Il se voit comme le nez au milieu de la figure et passe pourtant par pertes et profits dans nos mémoires: le mur de l'Atlantique. L'écrivain et cinéaste Jérôme Prieur, refusant que la France laissât ainsi béton plus longtemps, a décidé de secouer le bunker. D'où son documentaire – doublé d'un livre (Denoël) – diffusé ce jeudi 18 novembre à 22h50 sur France-2.
Ce travail révèle ou rappelle que, de 1942 à 1944, sur l'ordre de Hitler, l'organisation Todt conduisit la plus vaste opération de collaboration économique en France. Quelque 300.000 personnes travaillèrent à ce chantier, qui enrichit des centaines d'entreprises, ensuite à même de profiter de la reconstruction d'après-guerre, une fois traversées les formalités de l'épuration…

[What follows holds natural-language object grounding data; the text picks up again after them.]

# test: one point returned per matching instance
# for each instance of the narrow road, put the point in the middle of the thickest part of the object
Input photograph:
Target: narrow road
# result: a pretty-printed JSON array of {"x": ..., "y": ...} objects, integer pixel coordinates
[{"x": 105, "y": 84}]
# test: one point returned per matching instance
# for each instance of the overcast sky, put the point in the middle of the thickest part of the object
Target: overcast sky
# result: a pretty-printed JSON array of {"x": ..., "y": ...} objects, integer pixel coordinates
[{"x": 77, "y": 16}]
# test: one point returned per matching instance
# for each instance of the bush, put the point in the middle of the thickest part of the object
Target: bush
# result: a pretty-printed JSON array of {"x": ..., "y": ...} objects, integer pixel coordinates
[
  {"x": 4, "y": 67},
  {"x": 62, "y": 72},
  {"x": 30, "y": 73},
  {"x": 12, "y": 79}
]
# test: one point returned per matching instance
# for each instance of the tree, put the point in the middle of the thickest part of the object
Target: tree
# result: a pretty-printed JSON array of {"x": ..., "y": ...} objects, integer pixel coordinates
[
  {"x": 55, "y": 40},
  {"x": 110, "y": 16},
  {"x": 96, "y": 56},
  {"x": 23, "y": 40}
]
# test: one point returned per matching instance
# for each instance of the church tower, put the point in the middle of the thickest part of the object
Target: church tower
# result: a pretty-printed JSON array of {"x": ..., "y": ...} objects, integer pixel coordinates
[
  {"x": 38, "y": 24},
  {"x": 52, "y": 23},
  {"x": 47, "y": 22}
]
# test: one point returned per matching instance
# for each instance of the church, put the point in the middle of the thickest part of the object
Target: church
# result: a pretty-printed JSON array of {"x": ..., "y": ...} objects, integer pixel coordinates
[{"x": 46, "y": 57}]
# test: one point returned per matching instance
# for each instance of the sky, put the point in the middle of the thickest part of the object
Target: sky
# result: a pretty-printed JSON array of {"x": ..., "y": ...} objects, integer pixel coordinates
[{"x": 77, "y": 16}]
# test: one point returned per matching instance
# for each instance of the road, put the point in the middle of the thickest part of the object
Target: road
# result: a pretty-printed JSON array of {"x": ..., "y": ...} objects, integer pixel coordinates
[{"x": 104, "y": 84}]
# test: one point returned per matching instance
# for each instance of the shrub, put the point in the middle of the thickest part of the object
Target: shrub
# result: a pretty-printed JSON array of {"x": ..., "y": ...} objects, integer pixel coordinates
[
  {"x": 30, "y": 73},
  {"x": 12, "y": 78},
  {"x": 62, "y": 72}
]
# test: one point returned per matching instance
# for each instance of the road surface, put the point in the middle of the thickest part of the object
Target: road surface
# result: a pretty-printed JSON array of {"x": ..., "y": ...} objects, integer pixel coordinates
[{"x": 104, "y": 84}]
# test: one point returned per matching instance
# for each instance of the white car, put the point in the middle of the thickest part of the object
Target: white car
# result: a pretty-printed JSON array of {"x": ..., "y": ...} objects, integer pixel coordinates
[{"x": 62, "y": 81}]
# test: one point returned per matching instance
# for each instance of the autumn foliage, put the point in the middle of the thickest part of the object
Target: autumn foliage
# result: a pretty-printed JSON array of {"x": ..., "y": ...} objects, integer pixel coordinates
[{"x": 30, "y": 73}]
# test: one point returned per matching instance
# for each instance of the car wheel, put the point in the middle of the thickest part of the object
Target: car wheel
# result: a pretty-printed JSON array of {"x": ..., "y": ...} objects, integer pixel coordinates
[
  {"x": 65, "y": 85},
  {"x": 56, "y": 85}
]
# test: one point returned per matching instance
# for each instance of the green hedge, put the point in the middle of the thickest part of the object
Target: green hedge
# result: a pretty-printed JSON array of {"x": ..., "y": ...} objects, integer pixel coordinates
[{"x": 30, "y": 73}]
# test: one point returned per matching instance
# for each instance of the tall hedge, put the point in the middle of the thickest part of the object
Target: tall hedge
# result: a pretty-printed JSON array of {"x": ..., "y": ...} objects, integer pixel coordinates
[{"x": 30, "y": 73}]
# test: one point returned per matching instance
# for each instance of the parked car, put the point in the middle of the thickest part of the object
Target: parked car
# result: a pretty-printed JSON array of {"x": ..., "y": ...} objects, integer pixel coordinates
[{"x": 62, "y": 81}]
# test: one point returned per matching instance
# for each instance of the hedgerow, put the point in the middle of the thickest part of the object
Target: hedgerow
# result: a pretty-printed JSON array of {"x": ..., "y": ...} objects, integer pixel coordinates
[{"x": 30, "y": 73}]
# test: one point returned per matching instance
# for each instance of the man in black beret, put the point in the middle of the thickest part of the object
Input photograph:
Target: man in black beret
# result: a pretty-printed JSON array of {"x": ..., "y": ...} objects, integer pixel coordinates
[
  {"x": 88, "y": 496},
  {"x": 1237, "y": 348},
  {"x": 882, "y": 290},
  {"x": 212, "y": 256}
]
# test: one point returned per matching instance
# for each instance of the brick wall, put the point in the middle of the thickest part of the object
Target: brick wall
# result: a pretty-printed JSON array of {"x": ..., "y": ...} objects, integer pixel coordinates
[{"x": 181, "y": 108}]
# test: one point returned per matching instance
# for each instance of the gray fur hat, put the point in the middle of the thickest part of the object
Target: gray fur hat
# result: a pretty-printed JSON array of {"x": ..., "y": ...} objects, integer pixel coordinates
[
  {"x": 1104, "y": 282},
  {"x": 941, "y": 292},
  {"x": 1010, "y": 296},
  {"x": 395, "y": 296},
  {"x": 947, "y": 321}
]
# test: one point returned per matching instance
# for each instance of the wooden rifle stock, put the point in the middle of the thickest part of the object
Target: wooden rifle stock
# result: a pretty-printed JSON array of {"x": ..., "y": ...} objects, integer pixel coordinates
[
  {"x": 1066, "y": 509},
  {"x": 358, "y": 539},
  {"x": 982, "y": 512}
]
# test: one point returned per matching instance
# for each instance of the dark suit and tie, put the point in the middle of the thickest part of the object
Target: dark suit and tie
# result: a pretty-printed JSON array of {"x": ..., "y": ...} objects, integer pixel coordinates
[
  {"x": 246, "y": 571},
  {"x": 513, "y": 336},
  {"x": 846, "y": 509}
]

Les blockhaus ne sont pas l'œuvre d'Allemands qui se montrèrent incapables de laisser nos plages aussi propres qu'ils les trouvèrent en arrivant. Les blockhaus sont aussi des stigmates bien français, qui résorbèrent le chômage, ainsi que le claironne un documentaire de propagande datant de 1944, Français souvenez-vous, naguère exhumé par l'historien Jean-Pierre Bertin-Maghit.
Les archives d'époque sont saisissantes. Il y a cette causerie synchrone de Pierre Laval, personnage fascinant et repoussant avec sa grossière habileté de maquignon, flattant l'opinion publique en 1943. Il y a un plan de film allemand comme paradoxalement extrait du Silence de la mer de Jean-Pierre Melville, avec une sentinelle qui veille à l'extérieur d'un blockhaus, tandis qu'à l'intérieur les soldats connaissent quelque chose de plus ouaté.

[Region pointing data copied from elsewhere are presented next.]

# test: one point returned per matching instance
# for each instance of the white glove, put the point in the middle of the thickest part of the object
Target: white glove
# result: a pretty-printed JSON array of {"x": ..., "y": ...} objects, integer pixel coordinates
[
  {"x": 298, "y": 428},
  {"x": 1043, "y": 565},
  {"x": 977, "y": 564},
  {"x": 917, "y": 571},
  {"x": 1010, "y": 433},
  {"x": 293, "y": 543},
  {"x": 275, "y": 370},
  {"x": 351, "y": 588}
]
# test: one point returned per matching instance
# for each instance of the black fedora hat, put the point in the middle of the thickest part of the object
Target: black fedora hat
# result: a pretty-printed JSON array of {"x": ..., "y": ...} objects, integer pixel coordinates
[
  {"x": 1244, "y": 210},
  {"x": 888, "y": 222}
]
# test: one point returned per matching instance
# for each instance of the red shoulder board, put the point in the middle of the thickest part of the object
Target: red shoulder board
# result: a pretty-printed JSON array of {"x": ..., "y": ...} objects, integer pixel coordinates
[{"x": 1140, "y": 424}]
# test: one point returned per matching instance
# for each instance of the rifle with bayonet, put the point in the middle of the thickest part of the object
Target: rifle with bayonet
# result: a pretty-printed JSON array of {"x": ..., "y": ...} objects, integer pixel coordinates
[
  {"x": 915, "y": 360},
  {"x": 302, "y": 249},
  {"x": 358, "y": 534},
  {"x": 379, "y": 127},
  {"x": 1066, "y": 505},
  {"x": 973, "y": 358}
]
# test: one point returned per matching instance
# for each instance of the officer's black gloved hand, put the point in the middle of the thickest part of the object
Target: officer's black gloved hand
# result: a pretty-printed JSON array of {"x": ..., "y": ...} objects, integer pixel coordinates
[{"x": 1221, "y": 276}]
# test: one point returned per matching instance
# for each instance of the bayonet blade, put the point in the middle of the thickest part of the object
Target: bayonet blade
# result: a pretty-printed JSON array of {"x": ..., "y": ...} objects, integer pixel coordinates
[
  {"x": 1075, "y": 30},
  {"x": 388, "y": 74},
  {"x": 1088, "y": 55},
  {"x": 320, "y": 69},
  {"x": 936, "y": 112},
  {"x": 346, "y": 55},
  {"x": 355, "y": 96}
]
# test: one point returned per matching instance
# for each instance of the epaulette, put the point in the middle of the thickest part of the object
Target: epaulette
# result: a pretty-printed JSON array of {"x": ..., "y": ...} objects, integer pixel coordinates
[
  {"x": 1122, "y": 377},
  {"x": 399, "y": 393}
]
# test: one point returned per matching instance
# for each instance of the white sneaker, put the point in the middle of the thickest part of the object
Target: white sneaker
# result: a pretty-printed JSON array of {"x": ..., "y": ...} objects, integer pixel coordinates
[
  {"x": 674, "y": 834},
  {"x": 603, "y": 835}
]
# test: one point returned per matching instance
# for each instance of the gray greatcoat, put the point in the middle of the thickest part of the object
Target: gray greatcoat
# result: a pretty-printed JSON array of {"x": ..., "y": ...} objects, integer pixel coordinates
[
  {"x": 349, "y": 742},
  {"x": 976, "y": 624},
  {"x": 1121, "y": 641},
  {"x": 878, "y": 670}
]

Mais il y a surtout les explications de trois générations d'historiens: Robert Paxton (université Columbia, New York); Jean-Claude Hazera et Renaud de Rochebrune, coauteurs du livre Les Patrons sous l'Occupation; Olivier Wieviorka (École normale supérieure, Cachan); Claude Malon (Paris-IV); Sébastien Durand (Bordeaux-III); Peter Gaida (université de Brême); Daniel Lindenberg (Paris-VIII); Fabrice Grenard (Institut d'études politiques de Paris); Fabian Lemmes (université de la Sarre); Manuel Martin (archives municipales de Fécamp); Isabelle Raynaud (doctorante, EHESS) et Christian Bougeard (université de Brest).

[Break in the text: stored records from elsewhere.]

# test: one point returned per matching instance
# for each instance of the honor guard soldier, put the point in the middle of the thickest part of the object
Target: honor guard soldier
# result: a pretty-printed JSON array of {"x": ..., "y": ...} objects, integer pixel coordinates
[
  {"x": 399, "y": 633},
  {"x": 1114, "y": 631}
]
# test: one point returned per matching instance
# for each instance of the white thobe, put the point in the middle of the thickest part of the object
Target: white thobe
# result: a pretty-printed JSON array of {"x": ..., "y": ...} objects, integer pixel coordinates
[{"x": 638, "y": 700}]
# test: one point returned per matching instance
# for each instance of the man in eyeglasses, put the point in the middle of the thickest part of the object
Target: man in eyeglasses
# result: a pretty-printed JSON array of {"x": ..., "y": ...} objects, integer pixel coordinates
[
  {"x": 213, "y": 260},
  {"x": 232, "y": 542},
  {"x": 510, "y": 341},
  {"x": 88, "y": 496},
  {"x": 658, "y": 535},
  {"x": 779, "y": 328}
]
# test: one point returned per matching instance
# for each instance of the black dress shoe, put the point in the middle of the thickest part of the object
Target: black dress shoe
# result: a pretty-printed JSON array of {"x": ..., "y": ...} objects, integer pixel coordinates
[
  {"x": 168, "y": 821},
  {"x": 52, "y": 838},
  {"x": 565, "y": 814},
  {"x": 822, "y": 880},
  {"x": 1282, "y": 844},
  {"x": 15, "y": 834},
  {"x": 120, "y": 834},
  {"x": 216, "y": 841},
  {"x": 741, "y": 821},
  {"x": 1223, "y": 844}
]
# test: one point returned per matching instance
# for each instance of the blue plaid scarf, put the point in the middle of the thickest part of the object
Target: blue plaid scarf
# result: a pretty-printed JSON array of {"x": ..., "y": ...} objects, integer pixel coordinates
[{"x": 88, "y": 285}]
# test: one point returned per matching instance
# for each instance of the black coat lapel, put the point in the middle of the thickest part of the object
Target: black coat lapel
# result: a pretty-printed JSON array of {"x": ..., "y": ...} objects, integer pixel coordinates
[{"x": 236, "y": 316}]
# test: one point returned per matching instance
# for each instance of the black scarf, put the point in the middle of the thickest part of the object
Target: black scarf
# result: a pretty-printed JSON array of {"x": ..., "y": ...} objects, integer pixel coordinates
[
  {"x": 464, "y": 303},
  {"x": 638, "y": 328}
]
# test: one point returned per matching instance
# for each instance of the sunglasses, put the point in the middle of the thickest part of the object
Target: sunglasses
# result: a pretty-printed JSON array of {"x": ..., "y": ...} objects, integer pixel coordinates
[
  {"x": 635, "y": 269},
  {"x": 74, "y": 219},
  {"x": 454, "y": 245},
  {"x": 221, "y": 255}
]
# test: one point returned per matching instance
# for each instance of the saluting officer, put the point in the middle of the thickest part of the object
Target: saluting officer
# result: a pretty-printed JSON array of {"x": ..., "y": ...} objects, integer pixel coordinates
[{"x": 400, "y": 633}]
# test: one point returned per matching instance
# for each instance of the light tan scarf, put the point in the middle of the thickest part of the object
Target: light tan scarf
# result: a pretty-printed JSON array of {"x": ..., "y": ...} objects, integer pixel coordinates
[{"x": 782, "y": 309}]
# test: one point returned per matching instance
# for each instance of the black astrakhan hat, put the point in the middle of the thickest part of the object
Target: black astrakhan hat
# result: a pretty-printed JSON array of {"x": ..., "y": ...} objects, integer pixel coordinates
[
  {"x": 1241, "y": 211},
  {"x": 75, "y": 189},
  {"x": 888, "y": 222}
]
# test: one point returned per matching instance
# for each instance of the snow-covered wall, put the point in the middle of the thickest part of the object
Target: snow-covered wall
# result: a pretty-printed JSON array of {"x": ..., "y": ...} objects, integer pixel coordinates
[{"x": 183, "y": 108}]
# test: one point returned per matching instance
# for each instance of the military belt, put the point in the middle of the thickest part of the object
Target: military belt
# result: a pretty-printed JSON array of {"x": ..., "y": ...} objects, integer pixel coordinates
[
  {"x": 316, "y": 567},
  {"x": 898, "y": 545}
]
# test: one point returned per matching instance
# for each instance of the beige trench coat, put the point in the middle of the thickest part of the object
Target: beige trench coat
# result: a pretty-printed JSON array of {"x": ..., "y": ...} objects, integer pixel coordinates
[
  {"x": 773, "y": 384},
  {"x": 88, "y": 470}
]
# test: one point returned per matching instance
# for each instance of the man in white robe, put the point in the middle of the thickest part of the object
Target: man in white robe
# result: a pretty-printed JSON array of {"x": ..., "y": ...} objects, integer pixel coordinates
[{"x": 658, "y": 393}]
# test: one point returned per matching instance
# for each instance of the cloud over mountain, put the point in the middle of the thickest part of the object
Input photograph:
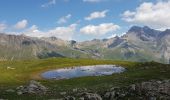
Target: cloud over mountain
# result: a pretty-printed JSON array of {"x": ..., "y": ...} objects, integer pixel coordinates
[
  {"x": 100, "y": 29},
  {"x": 96, "y": 15},
  {"x": 21, "y": 24},
  {"x": 152, "y": 14}
]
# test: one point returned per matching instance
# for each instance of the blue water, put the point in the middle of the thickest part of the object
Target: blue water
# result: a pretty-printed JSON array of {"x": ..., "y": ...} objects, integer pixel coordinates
[{"x": 96, "y": 70}]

Nous découvrons à quel point le mur de l'Atlantique fut à la fois lourd et immatériel, relevant du plus puissant béton mais aussi du village Potemkine. Le ciment tenait le rôle des hommes, affirme Robert Paxton, mais la propagande tenait pour sa part le rôle du ciment. La fortification était en pointillés, pleine de vides et de trous. Parfois présenté comme un requin sans dents, ce prétendu mur ressemblait surtout à des dents sans requin…
Entretien avec l'auteur.
Mediapart: Pourquoi appeler «mur» ce qui n'était peut-être que la passoire de l'Atlantique?!